Rebekah Brooks set to return as News Corp’s UK chief

Rebeak Brooks expected to be appointed as the chief executive of News Corp's UK branch, a year after being acquitted of criminal charges in the News of the World phone hacking scandal

Rebekah Brooks is set to be re-appointed as chief executive of News Corp's UK branch
Rebekah Brooks is set to be re-appointed as chief executive of News Corp's UK branch

Rebekah Brooks is set to return to News Corp as chief executive of its U.K. division, four years after resigning from the post amid the phone-hacking scandal at the now defunct British tabloid News of the World.

News Corp, owned by  said that it in talks with Brooks, and the Financial Times claims that her re-appointment could be confirmed next month.

“As we’ve said before, we’ve been having discussions with Rebekah Brooks, and when we have any announcements to make, we’ll be sure to let you know,” News Corp said in a brief statement.

Meanwhile, Britain’s Crown Prosecution Service said on Friday that it is reviewing a police referral related to possible criminal “corporate liabilities” in the long-running investigation into phone hacking at the News of the World.

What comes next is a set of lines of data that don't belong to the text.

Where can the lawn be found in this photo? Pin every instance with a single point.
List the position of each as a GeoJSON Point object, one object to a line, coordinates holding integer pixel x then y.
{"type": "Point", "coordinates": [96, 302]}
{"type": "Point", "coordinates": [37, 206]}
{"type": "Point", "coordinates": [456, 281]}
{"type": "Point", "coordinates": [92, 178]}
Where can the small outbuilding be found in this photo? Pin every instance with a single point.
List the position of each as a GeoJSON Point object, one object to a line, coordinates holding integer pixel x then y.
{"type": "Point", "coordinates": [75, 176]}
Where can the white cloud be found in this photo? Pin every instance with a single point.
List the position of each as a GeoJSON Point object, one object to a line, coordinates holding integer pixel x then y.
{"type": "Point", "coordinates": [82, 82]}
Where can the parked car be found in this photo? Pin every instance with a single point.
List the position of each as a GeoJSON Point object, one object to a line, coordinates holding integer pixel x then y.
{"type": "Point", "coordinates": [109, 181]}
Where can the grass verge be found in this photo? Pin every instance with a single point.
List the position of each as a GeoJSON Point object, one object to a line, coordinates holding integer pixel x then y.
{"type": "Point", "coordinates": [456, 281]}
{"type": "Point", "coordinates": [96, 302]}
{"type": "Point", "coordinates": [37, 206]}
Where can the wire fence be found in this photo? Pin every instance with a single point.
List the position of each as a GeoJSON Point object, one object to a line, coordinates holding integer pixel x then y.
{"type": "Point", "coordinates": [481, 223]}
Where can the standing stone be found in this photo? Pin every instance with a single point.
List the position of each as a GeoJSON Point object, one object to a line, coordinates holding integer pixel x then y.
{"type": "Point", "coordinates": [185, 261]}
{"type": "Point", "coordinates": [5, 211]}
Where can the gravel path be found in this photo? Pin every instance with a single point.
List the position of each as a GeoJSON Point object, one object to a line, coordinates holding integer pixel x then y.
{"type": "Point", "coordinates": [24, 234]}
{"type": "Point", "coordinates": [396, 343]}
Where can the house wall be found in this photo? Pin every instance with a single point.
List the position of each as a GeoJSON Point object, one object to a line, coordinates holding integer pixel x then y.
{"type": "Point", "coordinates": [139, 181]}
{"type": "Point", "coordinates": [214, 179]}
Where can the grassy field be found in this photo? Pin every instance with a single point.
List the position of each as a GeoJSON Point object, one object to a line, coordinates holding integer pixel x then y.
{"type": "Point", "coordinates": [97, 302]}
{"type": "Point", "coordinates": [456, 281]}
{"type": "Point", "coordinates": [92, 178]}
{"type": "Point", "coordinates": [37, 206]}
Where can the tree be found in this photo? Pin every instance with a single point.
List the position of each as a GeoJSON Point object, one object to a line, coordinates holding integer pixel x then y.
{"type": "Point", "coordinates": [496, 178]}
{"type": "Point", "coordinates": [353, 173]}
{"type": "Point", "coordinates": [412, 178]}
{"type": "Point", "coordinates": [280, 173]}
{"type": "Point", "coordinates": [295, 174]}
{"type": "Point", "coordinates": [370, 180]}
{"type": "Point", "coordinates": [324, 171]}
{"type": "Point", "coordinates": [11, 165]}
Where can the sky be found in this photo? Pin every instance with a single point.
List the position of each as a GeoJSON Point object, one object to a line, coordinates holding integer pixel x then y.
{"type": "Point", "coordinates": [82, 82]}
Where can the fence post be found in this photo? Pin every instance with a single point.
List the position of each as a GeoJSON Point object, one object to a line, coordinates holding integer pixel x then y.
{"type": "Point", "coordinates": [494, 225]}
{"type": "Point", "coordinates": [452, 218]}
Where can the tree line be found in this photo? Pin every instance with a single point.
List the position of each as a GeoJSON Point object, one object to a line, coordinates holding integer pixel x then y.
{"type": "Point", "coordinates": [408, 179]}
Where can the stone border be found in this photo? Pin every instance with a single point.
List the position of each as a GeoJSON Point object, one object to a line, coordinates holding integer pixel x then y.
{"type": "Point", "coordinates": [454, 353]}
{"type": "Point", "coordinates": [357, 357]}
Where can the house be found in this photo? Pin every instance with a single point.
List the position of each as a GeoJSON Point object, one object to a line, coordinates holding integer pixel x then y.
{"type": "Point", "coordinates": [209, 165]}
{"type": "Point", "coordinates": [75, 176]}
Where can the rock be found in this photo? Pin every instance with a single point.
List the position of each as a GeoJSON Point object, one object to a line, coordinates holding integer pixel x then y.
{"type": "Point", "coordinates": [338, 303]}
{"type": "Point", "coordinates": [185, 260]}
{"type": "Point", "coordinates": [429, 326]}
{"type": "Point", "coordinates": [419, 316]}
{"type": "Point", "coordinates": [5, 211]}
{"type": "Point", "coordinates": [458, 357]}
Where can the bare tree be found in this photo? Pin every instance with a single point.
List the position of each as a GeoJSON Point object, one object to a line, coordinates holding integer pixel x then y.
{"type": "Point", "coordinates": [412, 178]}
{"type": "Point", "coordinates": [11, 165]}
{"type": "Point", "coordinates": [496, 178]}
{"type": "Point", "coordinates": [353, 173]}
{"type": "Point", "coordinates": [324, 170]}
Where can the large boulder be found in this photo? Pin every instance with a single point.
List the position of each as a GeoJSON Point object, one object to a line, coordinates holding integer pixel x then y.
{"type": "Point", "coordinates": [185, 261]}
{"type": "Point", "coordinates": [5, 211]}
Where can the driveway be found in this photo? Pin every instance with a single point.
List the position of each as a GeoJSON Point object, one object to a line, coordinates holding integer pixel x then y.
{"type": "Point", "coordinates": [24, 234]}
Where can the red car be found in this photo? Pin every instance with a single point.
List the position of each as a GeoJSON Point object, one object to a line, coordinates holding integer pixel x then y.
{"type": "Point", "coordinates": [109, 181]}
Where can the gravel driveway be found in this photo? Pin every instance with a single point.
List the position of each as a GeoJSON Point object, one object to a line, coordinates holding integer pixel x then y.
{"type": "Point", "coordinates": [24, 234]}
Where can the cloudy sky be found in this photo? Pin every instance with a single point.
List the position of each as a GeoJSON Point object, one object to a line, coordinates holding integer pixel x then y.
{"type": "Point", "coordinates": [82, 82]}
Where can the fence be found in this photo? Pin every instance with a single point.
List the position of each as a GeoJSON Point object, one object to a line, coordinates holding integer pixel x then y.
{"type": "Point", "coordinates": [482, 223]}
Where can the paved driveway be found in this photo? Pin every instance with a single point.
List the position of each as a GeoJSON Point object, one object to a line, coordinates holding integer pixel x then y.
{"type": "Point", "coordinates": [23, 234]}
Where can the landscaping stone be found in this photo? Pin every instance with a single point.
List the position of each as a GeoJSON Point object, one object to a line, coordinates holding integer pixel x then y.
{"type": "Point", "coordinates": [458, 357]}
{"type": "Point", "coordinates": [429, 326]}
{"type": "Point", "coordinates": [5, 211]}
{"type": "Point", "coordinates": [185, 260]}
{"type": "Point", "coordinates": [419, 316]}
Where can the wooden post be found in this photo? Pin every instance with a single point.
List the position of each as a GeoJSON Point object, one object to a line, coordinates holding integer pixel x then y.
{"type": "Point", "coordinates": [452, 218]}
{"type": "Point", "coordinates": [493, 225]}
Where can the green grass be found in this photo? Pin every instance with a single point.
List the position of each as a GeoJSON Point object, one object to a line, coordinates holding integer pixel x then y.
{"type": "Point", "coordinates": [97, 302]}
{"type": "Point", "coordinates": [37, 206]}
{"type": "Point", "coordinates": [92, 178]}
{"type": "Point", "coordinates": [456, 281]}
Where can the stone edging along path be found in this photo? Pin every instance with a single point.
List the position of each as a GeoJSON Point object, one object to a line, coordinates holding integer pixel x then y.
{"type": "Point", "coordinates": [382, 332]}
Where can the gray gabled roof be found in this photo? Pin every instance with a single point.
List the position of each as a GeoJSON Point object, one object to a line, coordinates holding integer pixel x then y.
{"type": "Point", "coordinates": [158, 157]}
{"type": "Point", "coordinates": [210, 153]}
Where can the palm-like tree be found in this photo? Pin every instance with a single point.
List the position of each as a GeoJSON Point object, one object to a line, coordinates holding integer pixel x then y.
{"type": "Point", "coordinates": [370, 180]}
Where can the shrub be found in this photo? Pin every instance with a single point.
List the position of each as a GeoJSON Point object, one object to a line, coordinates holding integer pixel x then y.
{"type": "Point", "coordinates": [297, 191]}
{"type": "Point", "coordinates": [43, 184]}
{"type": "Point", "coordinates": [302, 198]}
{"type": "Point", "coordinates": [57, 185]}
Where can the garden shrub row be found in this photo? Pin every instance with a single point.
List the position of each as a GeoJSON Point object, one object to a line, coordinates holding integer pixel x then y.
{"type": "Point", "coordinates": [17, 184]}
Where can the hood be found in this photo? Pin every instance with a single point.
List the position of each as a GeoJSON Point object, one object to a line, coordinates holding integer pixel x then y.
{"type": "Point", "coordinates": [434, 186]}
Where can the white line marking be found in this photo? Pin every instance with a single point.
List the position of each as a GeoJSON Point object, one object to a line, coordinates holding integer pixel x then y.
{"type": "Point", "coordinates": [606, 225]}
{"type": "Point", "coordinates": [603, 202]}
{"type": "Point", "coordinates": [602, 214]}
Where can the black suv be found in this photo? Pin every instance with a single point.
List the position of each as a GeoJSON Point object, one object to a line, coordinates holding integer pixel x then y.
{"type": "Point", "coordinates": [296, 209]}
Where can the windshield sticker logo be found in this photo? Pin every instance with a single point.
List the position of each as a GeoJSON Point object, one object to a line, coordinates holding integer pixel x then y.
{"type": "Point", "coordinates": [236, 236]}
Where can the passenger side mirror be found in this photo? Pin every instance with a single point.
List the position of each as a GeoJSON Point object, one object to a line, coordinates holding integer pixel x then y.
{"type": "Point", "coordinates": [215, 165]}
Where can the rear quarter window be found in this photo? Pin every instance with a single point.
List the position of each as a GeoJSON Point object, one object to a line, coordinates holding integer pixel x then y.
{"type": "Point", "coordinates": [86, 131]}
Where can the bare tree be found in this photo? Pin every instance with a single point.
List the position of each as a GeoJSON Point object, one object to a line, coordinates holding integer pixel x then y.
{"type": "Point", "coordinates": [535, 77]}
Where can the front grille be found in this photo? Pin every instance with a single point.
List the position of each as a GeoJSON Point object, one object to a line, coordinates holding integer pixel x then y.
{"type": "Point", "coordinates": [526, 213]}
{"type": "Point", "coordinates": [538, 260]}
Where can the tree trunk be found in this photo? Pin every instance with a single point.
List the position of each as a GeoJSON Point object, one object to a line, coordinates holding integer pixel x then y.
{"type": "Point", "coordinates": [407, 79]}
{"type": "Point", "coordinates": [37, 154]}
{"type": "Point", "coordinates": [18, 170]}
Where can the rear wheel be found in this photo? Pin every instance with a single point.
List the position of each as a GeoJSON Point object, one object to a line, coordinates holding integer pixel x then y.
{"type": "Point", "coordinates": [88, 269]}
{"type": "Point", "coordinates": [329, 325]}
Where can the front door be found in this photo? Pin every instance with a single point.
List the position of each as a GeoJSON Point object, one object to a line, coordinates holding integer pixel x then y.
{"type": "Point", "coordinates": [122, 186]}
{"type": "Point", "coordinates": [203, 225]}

A spokeswoman for the CPS, often the final arbiter of whether to bring criminal charges in the UK, said it had received a file from London’s Metropolitan police.

Such a referral is standard procedure in a case as high profile as the News of the World hacking scandal, which the Metropolitan police began investigating in 2011. It doesn’t necessarily mean that the police had determined they found evidence of criminal wrongdoing. News Corp declined to comment on the referral of the file to the CPS.

Brooks, 47, rose through the ranks in 14 years, from the most junior newsroom position to the editor of the UK’s biggest selling newspaper. She resigned in July 2011, amid revelations that NOTW journalists had illegally intercepted voice-mail messages to obtain stories.

The scandal broke out in 2006, when the NOTW’s former royal editor Clive Goodman and private investigator Glenn Mulcaire admitted to hacking the phones of thousands of people. However, continuous revelations by The Guardian eventually led to police launching a wider investigation that culminated in the jailing for 18 months of the paper’s ex-editor Andy Coulson.

Brooks was arrested as part of the investigation, and charged with forming part of a conspiracy to hack into phones, of authorising illegal payments to public officals and of trying ot hinder police investigations.

She was acquitted of all charges in June 2014 after an eight-month trial and has maintained that she didn’t have knowledge of phone hacking during her tenure as editor.